O Civil 20 (C20) é o local de concentração das organizações da sociedade civil. O grupo foi criado em 2013 e também busca contribuir para as discussões e tomadas de decisão do G20 a partir do conhecimento e das experiências acumuladas por esse setor. Neste ano, o C20 está sob a coordenação da Associação Brasileira de Organizações Não Governamentais (Abong).
“O G20 sendo realizado por um país que se alinha com as propostas articuladas no ambiente do desenvolvimento sustentável dá muita esperança para a sociedade civil”, afirmou Alessandra Nilo, coordenadora da organização Gestos e representante Sherpa do C20, responsável por coordenador os diálogos entre o grupo das ONGs com o G20. “A nossa expectativa é que seja um momento de muitas tensões, mas que nós possamos avançar no processo de uma forma que ainda não avançamos no último G20, na Índia”.
Em 2024, uma das prioridades levantadas pelo governo federal é a maior valorização da sociedade civil nas discussões dos líderes do G20. Para isso, foi criado o G20 Social, que também contará com um evento oficial, chamado de Cúpula Social, previsto para acontecer entre os dias 15 e 17 de novembro, às vésperas da Cúpula de Líderes do G20, as duas no Rio de Janeiro.

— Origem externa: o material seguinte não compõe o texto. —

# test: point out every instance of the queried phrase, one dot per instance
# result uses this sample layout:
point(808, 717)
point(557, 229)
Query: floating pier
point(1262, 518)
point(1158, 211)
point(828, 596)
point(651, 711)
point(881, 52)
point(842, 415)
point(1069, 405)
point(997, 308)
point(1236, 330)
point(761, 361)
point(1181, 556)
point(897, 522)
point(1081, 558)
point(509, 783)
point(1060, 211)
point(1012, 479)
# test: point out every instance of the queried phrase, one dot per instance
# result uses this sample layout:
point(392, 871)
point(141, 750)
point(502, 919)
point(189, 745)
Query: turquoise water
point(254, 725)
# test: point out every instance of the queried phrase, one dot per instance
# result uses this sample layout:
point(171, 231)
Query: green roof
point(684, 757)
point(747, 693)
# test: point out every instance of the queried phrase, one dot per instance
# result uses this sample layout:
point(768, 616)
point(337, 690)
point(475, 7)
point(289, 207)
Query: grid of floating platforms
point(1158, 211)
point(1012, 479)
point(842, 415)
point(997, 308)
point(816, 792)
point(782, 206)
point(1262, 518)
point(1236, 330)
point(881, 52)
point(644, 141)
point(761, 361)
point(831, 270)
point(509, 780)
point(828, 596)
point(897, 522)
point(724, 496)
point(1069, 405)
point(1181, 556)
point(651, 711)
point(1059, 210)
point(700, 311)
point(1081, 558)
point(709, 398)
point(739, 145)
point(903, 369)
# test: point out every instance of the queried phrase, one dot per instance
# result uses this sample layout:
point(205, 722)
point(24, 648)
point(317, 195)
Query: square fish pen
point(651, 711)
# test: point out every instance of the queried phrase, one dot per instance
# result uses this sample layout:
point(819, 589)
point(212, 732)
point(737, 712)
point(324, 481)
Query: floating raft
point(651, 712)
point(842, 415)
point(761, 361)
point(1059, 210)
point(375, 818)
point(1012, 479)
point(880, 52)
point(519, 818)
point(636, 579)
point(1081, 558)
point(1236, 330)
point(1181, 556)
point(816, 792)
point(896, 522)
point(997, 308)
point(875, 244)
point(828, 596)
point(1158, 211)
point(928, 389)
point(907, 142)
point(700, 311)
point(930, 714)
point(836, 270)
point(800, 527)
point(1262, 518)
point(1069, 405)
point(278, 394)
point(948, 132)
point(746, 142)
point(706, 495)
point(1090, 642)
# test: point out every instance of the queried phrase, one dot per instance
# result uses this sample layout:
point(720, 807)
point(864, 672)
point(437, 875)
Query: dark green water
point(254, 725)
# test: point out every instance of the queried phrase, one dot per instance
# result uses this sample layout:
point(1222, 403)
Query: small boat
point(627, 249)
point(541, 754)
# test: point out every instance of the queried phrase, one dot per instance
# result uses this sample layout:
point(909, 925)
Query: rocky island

No encontro presencial, espera-se a discussão dos trabalhos desenvolvidos pelos 13 grupos de engajamento oficiais do evento.
Onde as pautas do digital e do combate à desinformação serão debatidas no C20?
O Grupo de Trabalho 7 será o responsável por trazer o tema da digitalização e tecnologias no C20. De acordo com Alessandra, serão debatidos as questões relacionadas à educação digital, governo aberto, IA e regulação. O C20 está com inscrições abertas para participação nos grupos de trabalho até dia 25 de fevereiro.
E os outros grupos?
Além do T20 e do C20, outros 11 grupos de engajamento também ocorrem paralelamente ao G20. Alguns deles também trazem a pauta do digital nas reuniões de discussão. É o caso, por exemplo, do Business 20 (B20), que reúne mais de 900 representantes do setor empresarial dos países-membros e que, neste ano, tem a transformação digital como um dos temas prioritários. Os demais grupos ainda não compartilharam publicamente as forças-tarefas e grupos de trabalho.